Kuntz and Shorter received an invitation to The Opening finals, to be held June 28-July 3 in Beaverton, Ore., at Nike’s world headquarters. They will be joined by 5-star RB commit Ricky Slade, who follows a path to Happy Valley like former fellow Virginia rushers Tony Hunt and Evan Royster did.
The No. 1 all-purpose back in composite rankings, Slade is also an asset downfield (25 receptions and 4 touchdown catches last fall, per MaxPreps). He averaged 9.2 yards per carry as a junior, rushing for 1,509 yards and 16 scores in 10 games.
Slade and Fields combine to create 10-star backfield potential, a rarity on the recruiting landscape.
“Thinking about those two guys playing next to each other is pretty special,” Shorter said. “That makes things tough for any defense and creates opportunities for everyone else on offense.”
Fields, who will compete at the Elite 11 finals in Los Angeles this weekend, would join his fellow Penn State pledges at The Opening if he advances. Event staff typically places common commits on the same 7-on-7 squad.
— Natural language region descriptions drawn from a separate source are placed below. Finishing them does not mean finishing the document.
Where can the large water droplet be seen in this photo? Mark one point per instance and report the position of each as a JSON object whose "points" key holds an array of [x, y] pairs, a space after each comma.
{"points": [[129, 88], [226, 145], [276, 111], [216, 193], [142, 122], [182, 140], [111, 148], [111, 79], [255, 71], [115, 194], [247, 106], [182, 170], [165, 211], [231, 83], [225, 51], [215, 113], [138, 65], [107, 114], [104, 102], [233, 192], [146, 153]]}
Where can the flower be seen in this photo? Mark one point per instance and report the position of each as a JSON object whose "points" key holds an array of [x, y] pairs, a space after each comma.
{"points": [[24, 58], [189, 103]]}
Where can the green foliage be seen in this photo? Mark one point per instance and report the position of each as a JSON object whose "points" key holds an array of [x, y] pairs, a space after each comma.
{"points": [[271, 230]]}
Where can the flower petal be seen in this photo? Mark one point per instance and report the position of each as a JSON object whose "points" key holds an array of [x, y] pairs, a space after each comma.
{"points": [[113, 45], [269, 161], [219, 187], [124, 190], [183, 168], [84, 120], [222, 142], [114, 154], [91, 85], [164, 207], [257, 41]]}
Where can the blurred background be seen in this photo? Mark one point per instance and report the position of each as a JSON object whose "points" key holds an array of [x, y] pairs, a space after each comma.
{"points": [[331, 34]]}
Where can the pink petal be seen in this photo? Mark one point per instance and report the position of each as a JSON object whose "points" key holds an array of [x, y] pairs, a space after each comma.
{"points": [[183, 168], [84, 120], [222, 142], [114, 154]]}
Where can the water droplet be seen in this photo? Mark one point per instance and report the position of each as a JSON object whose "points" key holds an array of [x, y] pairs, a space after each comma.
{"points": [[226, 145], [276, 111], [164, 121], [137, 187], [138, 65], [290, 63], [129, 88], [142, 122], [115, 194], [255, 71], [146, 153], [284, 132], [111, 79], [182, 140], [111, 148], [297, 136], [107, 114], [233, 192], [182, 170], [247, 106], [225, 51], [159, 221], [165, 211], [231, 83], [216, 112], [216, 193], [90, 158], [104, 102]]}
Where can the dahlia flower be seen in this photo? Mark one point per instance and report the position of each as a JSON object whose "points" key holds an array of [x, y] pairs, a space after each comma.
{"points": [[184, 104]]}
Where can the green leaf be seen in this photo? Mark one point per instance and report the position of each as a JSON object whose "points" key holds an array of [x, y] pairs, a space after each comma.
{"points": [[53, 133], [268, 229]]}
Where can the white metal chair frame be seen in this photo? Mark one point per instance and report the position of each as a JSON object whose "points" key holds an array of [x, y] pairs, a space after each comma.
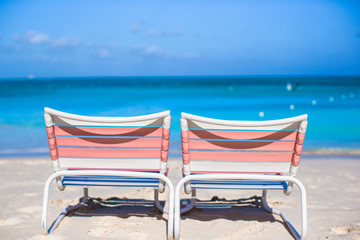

“If they put us all on the same team, it would be huge to play together for the first time,” Shorter said. “We can really see how each other work on the field, and it’s going to build great chemistry overall. When we get to campus next year, we’ll already know each other well because of that experience.”
Of course, it’s important to note each of these standouts will have a difficult time finding the end zone without quality protection up front. Penn State picked up three offensive linemen during a two-week span this spring — Nana Asiedu of Virginia, Bryce Effner of Illinois and Antwan Reed of Michigan.
Asiedu, considered the No. 6 offensive tackle in composite rankings, carries the most clout. He leads a trio that will be counted on to help maintain positive momentum among Nittany Lions linemen.
Penn State surrendered 83 total sacks during the 2014 and 2015 seasons. The Nittany Lions cut that number to 24 during Moorhead’s first year on campus.
Aside from players who are already on board with the 2018 class, Penn State is in good shape for other possible offensive additions. This list includes 4-star WR Jahan Dotson of New Jersey, 4-star OT Rasheed Walker of Maryland and 6-9, 290-pound junior college OT T.J. Bradley.
If things go according to plan and health remains intact, the Nittany Lions should field one of college football’s most potent offenses this fall. Ultimately, the goal for Franklin & Co. is geared toward long-term contention. Consistent efforts on the recruiting trail should keep Beaver Stadium scoreboard operators busy for years to come.